With college decision time fast approaching, your son or daughter may be more focused on how cool the dorms are at their college of choice rather than how the price of tuition, books, and room and board could affect their future finances.
True, cost isn’t the only factor to consider in choosing a college. However, it’s an important one because of the longer-term impact it could have on life after graduation. Is your student willing to take on extra debt to go to the pricier college across the country — or does going to a school that’s closer to home with a better financial aid package make sense?
Here are three financial questions to ask before deciding on a college so your family can be confident about the choice you’re making.
- WILL GOING TO AN EXPENSIVE SCHOOL REALLY MEAN A HIGHER SALARY?
For many students and parents, going to a prestigious school is important — but usually that fancy name comes with a fancy price tag. Will paying for the pedigree really translate to a higher salary?
The answer isn’t straightforward. Teachers, for example, make about the same salary no matter where their degree came from. However, people who work on Wall Street may be more likely to leverage an Ivy League degree (and the college’s alumni network) to land a better job and starting salary.
Some studies argue that the payoff from public universities is greater than private or Ivy League schools, while others argue that undergrad prestige matters. That’s why it’s important to do your research. Salary site PayScale does an annual college salary report, and the Department of Education’s College Scorecard site includes the median salary 10 years after graduation of students who received financial aid.
- HOW MUCH WILL STUDENT LOANS COST AFTER GRADUATION?
Student loans will be a reality for many college students. And that’s ok — they’re getting a valuable education that will help increase their earnings over a lifetime. But it’s still important to crunch some numbers going in so that your student knows what he or she will be dealing with once that degree is in hand.
Use a calculator like this one to estimate a loan’s monthly payment after graduation by plugging in an estimated loan balance and interest rate. For example, a $50,000 loan at 6 percent interest over a 10-year term will cost $555.10 per month after graduation.
The College Board also has a student loan comparison calculator that lets you compare the costs of both private and public loans that you may be thinking of taking out.
How do the numbers add up? Does the total amount borrowed and do the monthly payments seem manageable, or will they feel like a burden? If your student will be pinching pennies — or relying on you for support — to make the loan payments, then that pricier school may not be worth the cost.
- WHAT WILL YOUR LIVING COSTS ADD UP TO?
Tuition, books, and room and board are the predictable costs you can add up. What’s not as easy to predict: late night pizza runs, participating in campus life and how much plane tickets home will run.
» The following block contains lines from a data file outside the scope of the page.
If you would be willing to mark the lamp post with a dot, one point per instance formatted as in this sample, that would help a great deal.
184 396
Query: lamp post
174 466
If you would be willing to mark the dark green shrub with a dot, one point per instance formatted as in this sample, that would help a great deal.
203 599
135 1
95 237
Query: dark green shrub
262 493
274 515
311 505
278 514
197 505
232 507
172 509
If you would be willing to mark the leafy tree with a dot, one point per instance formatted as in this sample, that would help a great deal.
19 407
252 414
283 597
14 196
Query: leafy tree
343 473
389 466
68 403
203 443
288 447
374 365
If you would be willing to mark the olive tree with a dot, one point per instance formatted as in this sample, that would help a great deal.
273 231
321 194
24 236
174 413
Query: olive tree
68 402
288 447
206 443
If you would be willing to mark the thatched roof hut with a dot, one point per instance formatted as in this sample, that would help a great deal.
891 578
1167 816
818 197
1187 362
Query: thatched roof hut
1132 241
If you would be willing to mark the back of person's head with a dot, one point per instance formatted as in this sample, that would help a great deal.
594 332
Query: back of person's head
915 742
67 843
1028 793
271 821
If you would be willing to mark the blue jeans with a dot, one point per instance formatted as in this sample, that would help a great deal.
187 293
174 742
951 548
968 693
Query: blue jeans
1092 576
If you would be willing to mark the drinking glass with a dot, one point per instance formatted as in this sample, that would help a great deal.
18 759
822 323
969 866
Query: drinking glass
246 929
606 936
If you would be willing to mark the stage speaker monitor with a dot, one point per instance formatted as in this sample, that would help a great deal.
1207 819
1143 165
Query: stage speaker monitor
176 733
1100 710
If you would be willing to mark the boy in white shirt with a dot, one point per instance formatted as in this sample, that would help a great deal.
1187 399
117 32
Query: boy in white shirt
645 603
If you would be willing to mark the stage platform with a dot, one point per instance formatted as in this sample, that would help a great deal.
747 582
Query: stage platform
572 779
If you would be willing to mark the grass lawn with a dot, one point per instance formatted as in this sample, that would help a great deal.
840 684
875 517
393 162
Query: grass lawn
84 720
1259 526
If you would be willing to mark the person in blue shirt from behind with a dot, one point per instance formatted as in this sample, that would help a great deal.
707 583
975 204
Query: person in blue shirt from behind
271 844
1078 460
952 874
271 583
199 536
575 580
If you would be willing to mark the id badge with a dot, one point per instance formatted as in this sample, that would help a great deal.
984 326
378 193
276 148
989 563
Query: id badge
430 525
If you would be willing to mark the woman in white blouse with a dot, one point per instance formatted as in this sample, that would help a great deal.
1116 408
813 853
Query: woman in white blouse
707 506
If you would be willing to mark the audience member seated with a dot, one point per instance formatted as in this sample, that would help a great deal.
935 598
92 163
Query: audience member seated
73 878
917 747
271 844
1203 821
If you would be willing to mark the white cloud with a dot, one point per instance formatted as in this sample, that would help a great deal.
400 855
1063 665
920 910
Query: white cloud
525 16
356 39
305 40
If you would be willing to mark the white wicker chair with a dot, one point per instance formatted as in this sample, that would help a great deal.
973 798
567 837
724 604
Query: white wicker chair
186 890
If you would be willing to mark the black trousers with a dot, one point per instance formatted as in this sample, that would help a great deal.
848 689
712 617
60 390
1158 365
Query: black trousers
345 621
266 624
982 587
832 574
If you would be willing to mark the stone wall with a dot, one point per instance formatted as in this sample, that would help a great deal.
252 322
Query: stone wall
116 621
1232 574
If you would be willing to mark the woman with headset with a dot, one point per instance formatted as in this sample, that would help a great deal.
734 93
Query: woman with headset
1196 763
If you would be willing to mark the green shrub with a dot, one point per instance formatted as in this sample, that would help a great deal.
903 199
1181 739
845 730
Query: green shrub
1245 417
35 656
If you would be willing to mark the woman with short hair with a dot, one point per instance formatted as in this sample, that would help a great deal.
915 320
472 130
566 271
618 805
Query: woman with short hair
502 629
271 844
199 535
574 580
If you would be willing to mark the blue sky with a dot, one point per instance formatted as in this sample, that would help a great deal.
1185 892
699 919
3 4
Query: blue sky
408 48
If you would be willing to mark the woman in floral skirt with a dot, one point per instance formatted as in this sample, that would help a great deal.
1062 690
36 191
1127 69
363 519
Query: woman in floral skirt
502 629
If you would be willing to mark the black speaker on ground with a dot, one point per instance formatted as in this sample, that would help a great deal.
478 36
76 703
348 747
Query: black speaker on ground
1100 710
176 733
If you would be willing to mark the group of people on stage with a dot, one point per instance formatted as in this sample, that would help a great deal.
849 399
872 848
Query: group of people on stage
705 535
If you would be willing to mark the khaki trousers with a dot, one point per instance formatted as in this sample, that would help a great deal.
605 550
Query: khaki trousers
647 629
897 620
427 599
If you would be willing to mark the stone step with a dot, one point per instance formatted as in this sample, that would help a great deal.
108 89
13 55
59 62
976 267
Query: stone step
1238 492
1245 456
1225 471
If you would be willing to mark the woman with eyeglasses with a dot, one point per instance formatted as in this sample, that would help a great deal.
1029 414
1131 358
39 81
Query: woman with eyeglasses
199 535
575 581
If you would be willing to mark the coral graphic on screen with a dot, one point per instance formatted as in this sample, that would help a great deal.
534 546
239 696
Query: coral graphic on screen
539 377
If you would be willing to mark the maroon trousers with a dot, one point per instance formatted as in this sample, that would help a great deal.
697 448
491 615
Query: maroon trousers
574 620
Although financial aid packages will help account for some of these living costs, your child’s circumstances could mean their number is higher. For instance, if your child’s college of choice is across the country, travel may eat up more of their budget than they realize. If they go to school in a big city versus a small town, their day-to-day costs will be higher.
How will your student help cover these? With a campus job? Summer savings? It’s important to figure out what type of budget your student can realistically adhere to depending on what their sources of income will be.
HELPING YOUR CHILD MAKE THE RIGHT CHOICE
If you and your student are concerned about the financial impact of the schools you’re interested in, then a compromise may be in order. That might include choosing a school that’s closer to home or going to a local community college first before transferring to the bigger university to finish their degree. Or, if your student really has their heart set on someplace specific, then it’s important to talk through early what all your child’s income and financial aid options are along with a budget to keep their costs manageable.
Ultimately, finding the right college is about more than just money. But knowing you’re asking the right financial questions first can help you and your child feel more confident that you’re setting them up for future success.